Defining the right strategy, implementing supportive system capabilities, recruiting and training a workforce to collect, transform, and submit data according to specific requirements is a significant undertaking that requires careful planning and execution.
The survey does suggest that many companies are now actively working toward enterprise-wide integration of data and
IDMP-related processes. Harnessing Pistoia Alliance’s IDMP-Ontology offers them their best chance of cross-functional alignment on data ownership, standardisation, and adoption of a common data model to enable interoperability and improvement of data quality in line with FAIR data principles.

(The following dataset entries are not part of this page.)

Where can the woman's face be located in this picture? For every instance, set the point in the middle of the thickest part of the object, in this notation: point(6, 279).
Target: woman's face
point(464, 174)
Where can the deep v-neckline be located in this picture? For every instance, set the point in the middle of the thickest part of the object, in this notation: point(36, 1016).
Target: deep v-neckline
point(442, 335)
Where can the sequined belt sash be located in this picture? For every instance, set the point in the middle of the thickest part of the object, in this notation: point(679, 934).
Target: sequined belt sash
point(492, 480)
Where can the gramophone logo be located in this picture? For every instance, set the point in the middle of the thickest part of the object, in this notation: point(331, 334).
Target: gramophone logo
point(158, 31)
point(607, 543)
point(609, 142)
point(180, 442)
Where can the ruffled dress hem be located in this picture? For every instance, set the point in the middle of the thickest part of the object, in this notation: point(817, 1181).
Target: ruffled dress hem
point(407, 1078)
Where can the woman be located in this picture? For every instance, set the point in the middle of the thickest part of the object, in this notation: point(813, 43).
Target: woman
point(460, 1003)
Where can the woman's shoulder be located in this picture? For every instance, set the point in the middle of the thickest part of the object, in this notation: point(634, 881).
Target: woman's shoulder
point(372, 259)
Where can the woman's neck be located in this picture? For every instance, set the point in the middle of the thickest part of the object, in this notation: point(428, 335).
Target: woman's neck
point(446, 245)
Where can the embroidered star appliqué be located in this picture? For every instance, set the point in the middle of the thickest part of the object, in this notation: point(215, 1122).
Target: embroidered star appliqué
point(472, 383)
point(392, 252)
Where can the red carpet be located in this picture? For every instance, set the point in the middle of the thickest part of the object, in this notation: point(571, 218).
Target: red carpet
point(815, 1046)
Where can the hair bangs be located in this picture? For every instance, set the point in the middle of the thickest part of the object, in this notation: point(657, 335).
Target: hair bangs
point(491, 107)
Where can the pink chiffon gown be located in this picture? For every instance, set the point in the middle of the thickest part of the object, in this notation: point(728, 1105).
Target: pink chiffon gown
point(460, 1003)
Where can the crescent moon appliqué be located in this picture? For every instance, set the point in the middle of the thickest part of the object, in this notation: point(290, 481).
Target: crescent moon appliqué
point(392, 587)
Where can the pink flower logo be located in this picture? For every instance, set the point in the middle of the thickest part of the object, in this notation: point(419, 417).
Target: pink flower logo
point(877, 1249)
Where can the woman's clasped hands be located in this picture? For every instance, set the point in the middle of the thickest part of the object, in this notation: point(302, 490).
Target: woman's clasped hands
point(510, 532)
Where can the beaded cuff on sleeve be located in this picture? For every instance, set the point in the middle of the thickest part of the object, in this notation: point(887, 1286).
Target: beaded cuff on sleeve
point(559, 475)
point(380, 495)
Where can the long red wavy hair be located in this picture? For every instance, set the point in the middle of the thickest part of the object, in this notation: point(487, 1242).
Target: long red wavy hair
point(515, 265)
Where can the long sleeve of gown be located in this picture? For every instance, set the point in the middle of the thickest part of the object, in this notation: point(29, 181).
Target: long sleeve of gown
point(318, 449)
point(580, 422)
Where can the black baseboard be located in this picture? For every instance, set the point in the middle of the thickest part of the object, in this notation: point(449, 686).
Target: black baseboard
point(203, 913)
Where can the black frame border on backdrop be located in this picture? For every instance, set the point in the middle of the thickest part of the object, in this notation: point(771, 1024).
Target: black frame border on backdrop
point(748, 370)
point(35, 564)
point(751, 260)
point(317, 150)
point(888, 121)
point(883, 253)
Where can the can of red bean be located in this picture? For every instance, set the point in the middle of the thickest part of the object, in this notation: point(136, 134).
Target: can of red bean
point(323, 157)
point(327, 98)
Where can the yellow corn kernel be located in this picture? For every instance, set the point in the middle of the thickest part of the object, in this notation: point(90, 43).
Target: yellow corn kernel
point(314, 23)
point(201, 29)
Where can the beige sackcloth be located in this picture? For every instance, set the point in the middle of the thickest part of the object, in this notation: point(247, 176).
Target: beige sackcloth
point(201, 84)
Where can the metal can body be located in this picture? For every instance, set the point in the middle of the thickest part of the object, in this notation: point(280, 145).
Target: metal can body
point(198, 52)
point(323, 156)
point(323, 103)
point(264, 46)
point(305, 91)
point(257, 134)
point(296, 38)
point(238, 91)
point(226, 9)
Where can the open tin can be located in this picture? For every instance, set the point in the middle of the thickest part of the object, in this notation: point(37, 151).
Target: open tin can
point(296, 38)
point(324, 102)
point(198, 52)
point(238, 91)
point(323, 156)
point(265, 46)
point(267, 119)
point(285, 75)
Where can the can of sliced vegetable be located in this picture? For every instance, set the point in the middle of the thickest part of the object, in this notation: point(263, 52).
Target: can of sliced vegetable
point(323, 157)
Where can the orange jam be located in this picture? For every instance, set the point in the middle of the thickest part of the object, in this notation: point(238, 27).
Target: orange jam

Ultimately, robust IDMP compliance lays the foundation for a more interconnected and streamlined regulatory landscape, benefiting pharmaceutical companies, regulatory authorities, and patients worldwide. It is an opportunity to revolutionise how pharmaceutical data is managed and used – toward a more sustainable future for healthcare.
RESOURCES
1. The IDMP benchmark survey of 18 pharma companies was conducted in Q3 2024 by Pistoia Alliance, MAIN5, and Accurids, and supported by the IDMP-Ontology project with participants from Abbvie, Amgen, AstraZeneca, Boehringer Ingelheim, Bayer, and Novartis.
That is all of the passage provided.